I recall one Saturday afternoon when the shop was standing room only. When it was my turn, the young girl waved me towards her chair. I told her that I would wait for Sonny. 

Although my short dark parted hair and my short trimmed dark beard was easy to cut, I was fussy and particular about who cut my hair. Not counting the four years I spent in the Navy, Frank and Sonny were the only barbers who had cut my hair since I was a kid. 

“Go ahead, let her cut your hair,” Sonny said. “She’s good.” 

Reluctantly, I agreed. 

I sat in her chair as she wrapped a long white sheet around my shoulders and placed a white strip around my neck. She then just stood there beside me as I sat in the elevated barber’s chair and looked at me with her head cocked to the right. She turned to Sonny in the middle chair. 
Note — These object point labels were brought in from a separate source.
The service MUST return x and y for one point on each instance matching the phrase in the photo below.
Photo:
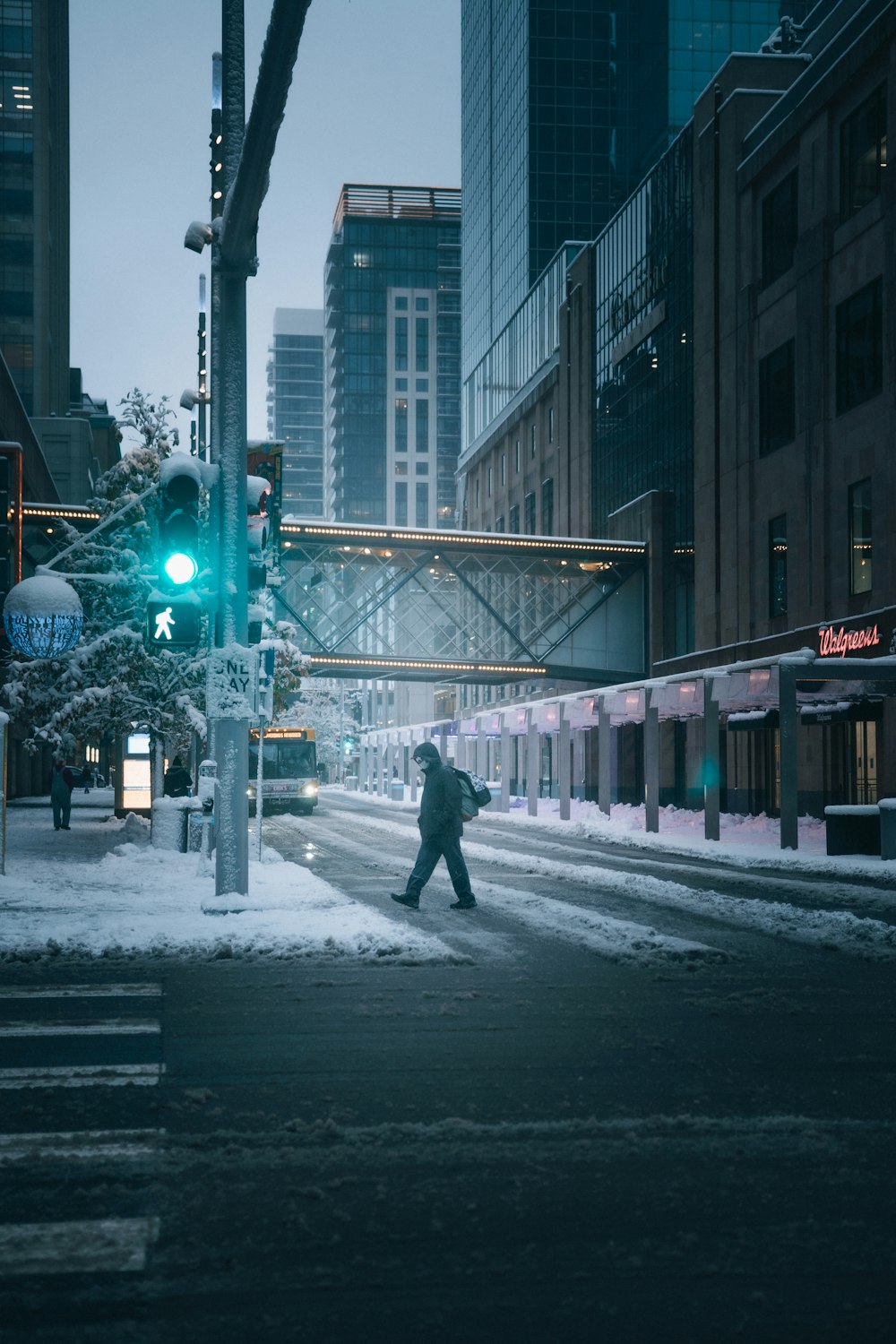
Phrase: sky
(375, 99)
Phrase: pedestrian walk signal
(174, 621)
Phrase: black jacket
(441, 804)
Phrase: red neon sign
(840, 642)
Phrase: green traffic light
(182, 567)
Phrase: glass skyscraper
(565, 107)
(392, 351)
(296, 406)
(34, 201)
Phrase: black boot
(406, 898)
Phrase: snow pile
(107, 895)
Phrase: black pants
(429, 855)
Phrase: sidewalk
(94, 830)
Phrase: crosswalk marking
(88, 1144)
(83, 1075)
(123, 991)
(99, 1027)
(117, 1245)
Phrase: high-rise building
(34, 201)
(392, 354)
(296, 406)
(565, 107)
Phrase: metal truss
(424, 605)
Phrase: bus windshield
(284, 758)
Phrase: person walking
(62, 781)
(441, 830)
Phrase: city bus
(289, 771)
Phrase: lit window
(860, 538)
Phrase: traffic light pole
(247, 151)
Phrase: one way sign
(174, 623)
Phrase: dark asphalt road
(538, 1144)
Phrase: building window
(401, 424)
(422, 425)
(863, 153)
(780, 228)
(401, 341)
(778, 566)
(422, 344)
(528, 507)
(860, 347)
(860, 538)
(777, 400)
(547, 507)
(422, 503)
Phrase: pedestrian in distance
(62, 781)
(177, 781)
(441, 830)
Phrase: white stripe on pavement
(83, 1075)
(121, 991)
(109, 1244)
(81, 1144)
(99, 1027)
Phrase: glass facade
(643, 425)
(16, 194)
(565, 107)
(296, 408)
(392, 349)
(34, 201)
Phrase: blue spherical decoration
(43, 616)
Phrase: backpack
(474, 793)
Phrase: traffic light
(179, 548)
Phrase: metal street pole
(247, 152)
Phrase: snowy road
(632, 1097)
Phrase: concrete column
(650, 763)
(605, 765)
(533, 763)
(788, 782)
(563, 763)
(481, 753)
(711, 762)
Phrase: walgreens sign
(837, 642)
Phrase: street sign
(233, 683)
(174, 623)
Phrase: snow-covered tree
(317, 706)
(112, 680)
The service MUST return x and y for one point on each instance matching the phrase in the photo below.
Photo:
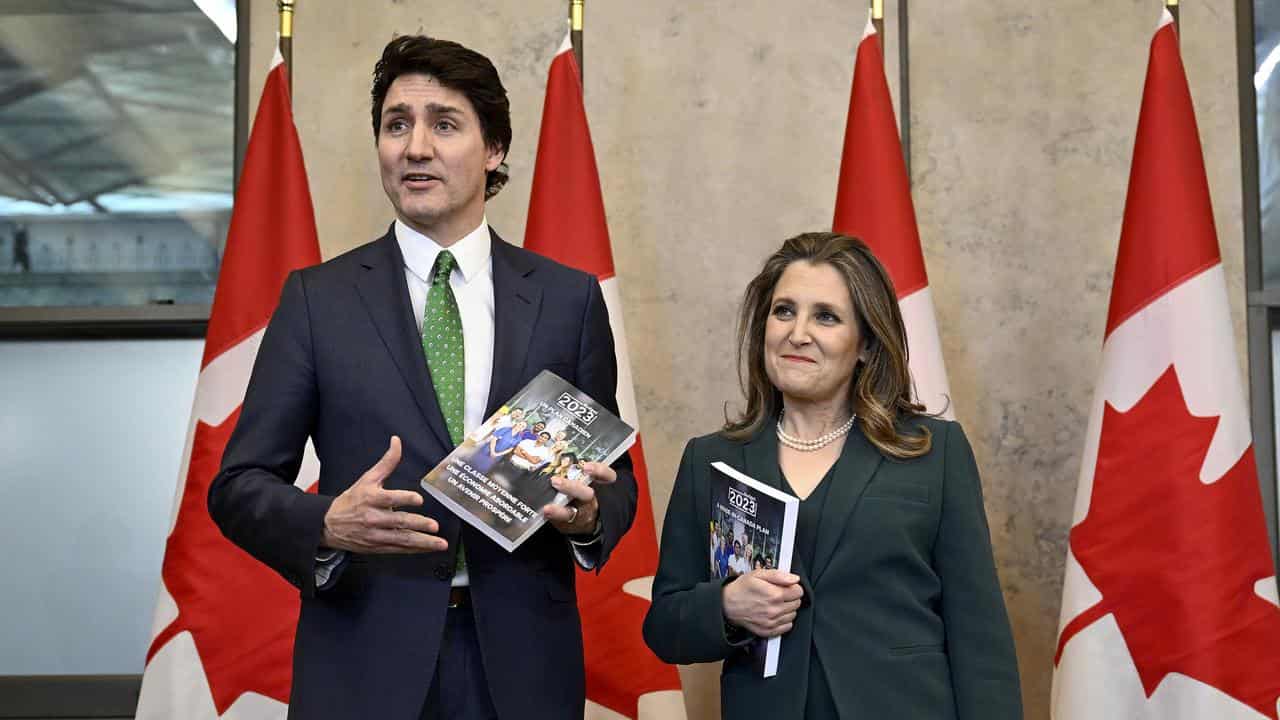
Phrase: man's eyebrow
(442, 109)
(432, 108)
(397, 108)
“I can’t cut his hair,” she said with an exasperated air. “He’s too good-looking.” 

Sonny frowned, Frank chuckled, and the other customers in the barber shop roared with laughter. The girl was soon let go by the brothers and she went to work at a nearby woman’s beauty salon. 

I was teased mercilessly both in the barber shop and elsewhere for some months after that. Friends would greet me with “Hey, Good-looking.” And a bartender and friend at our bar looked at my other friends when I walked in and said, “I can’t serve Paulie a drink. He’s too good-looking.” 

That got a big laugh at my expense.       

 When I wrote about the barber shop in the mid-1990s in my column in the local newspaper, I quoted Frank stating, “We are a friendly shop. Everybody is more of a friend than a customer. We have customers who have moved to New Jersey and other places far away, but they still come back here for a haircut. A lot of shops give them a haircut and throw them out. Our friends stay about talk about the salaries of ball players and such. This is an Italian neighborhood, although we have all kinds living here, and we all get along.” 

Thanks to their loyal, multi-generational following, the shop remained open for years even during the long hair days of the 1960s, when many other barber shops folded. 

Frank and Sonny always seemed to have a handful of oddball characters hanging around the shop. They would sweep up the hair from the floor and make coffee runs to a nearby delicatessen for the two barbers and any customers who also wanted coffee. But mostly the characters entertained the barbers and the customers with unintentional humor.    

One of their most entertaining and often annoying characters was Martin Alberto. 

Alberto was around 5’10, lean with dark wavey air and a permanent five o’clock dark shadow on his face. He was a minor criminal, into “this and that,” but he often spoke like he was a big shot mobster, even though everyone knew he certainly wasn’t.    

As he was a non-stop, speed-talker, known as a chiacchierone - a chatter box in Italian - Alberto was called “Marty Mouth,” Motor Mouth,” Mighty Mouth,” or simply “Mouth.” 

I recall one early evening when I entered the shop and Alberto was pacing up and down the shop and talking fast. Sonny had an older man I didn’t know in his chair and Frank had my friend Bob Longo in his chair. Frank and Bob were smirking as Alberto went on and on.     

“I know it ain’t right to do a cop,” Alberto said. “But I gotta tell ya this prick detective is getting on my last nerve. He’s always pulling me over when I’m driving around the neighborhood and questioning me right in front of everyone. He even pulled me into South Detectives and grilled me for an hour, but I didn’t fold. I didn’t tell him shit.” 

Alberto, voice high and fast, spoke of how this detective was pressing his luck by harassing him. 

“He don’t know who Marty Alberto is! I’m into some heavy shit right now, and this cop is crowding me. If I gotta go to the bosses and ask permission to whack this fucking cop, I will. And if they don’t give me the OK, I may whack his fucking fat ass anyway. I tell ya, I had it with this prick supercop.”            

Just then Frank pulled off the barber’s neck to knees white sheet and Alberto saw Bob Longo’s blue police uniform, badge and sidearm. 

Alberto was – for perhaps the first time in his life – speechless. 

Alberto turned quickly and bolted out the door as Bob Longo just shook his head and I, the two barbers and the other customers roared with laughter.